The safety and scientific validity of this study is the responsibility of the study sponsor and investigators. Listing a study does not mean it has been evaluated by the U.S. Federal Government. Read our disclaimer for details. Identifier: NCT00786591
Recruitment Status : Completed
First Posted : November 6, 2008
Last Update Posted : December 31, 2012
National University, Singapore
National Medical Research Council (NMRC), Singapore
Information provided by (Responsible Party):
Medicine, National University Hospital, Singapore

Brief Summary:
Acute pancreatitis refers to inflammation of the pancreas and is associated with sudden onset of severe abdominal pain, often accompanied by transient systemic manifestations, including fever. In the majority of cases, the inflammatory process is self limiting and patient recovers uneventfully; however, in about 20% to 30% of the cases, a protracted clinical course ensues and the disease may progress to a severe necrotizing form, often triggering a systemic inflammatory response syndrome during which time, acute respiratory distress syndrome, renal failure, shock, and disseminated intravascular coagulation may occur. In the worst sequelae, multiple organ dysfunctions may follow and death supervene. The clinical outcome of patients suffering from severe acute pancreatitis depends to a great extent on the early diagnosis and prediction of severity and timely therapeutic intervention to prevent local and systemic complications. However, the course of the disease is often difficult to predict from the outset. Currently, there is still no single clinical or laboratory test that can be considered the "gold standard" for diagnosis and/or assessment of severity of acute pancreatitis. For a disease that may progress rapidly without apparent sign, the ideal marker for the prediction of disease severity in a patient would be one that is measurable rapidly and easily, besides being able to fulfill all the other criteria required of a good biological marker. To identify such a potential marker for acute pancreatitis requires understanding of the pathophysiological process underlying the rapid progression of a fulminant course of the disease. Although much remains to be elucidated, recent studies in animals have suggested that inflammatory mediators substance P and hydrogen sulfide may play critical roles.
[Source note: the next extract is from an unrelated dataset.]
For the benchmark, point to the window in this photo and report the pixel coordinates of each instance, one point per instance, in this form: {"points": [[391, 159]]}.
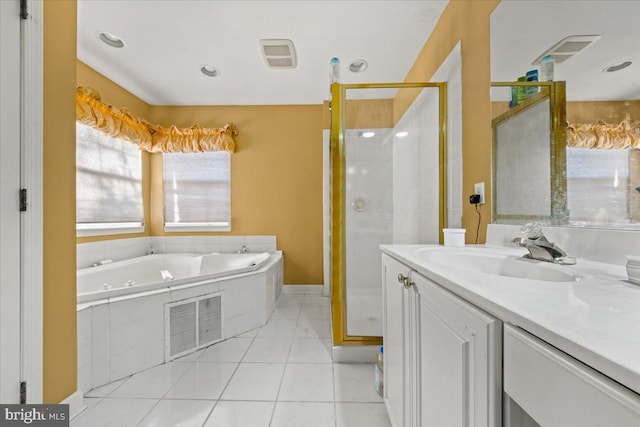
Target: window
{"points": [[108, 184], [197, 191]]}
This study will evaluate if inflammatory mediators substance P and hydrogen sulfide are upregulated early on in the disease process, and if the levels of their elevation predict disease severity.

Condition or disease
Acute Pancreatitis

Study Type : Observational
Actual Enrollment : 75 participants
Observational Model: Case Control
Time Perspective: Prospective
Official Title: Clinical Evaluation of Novel Biological Markers for the Prediction of Severe Acute Pancreatitis
Study Start Date : June 2006
Actual Primary Completion Date : July 2009
Actual Study Completion Date : July 2009

Resource links provided by the National Library of Medicine

MedlinePlus related topics: Pancreatitis
U.S. FDA Resources

Acute Pancreatitis Patients
Patients presenting with clinical features compatible with acute pancreatitis
Preoperative patients going for elective cholecystectomy

Primary Outcome Measures :
  1. Levels of substance P and hydrogen sulfide in blood measured 6-hourly over a time course of 3 days [ Time Frame: On admission to hospital, blood sampling will be done every 6 hours for 3 days ]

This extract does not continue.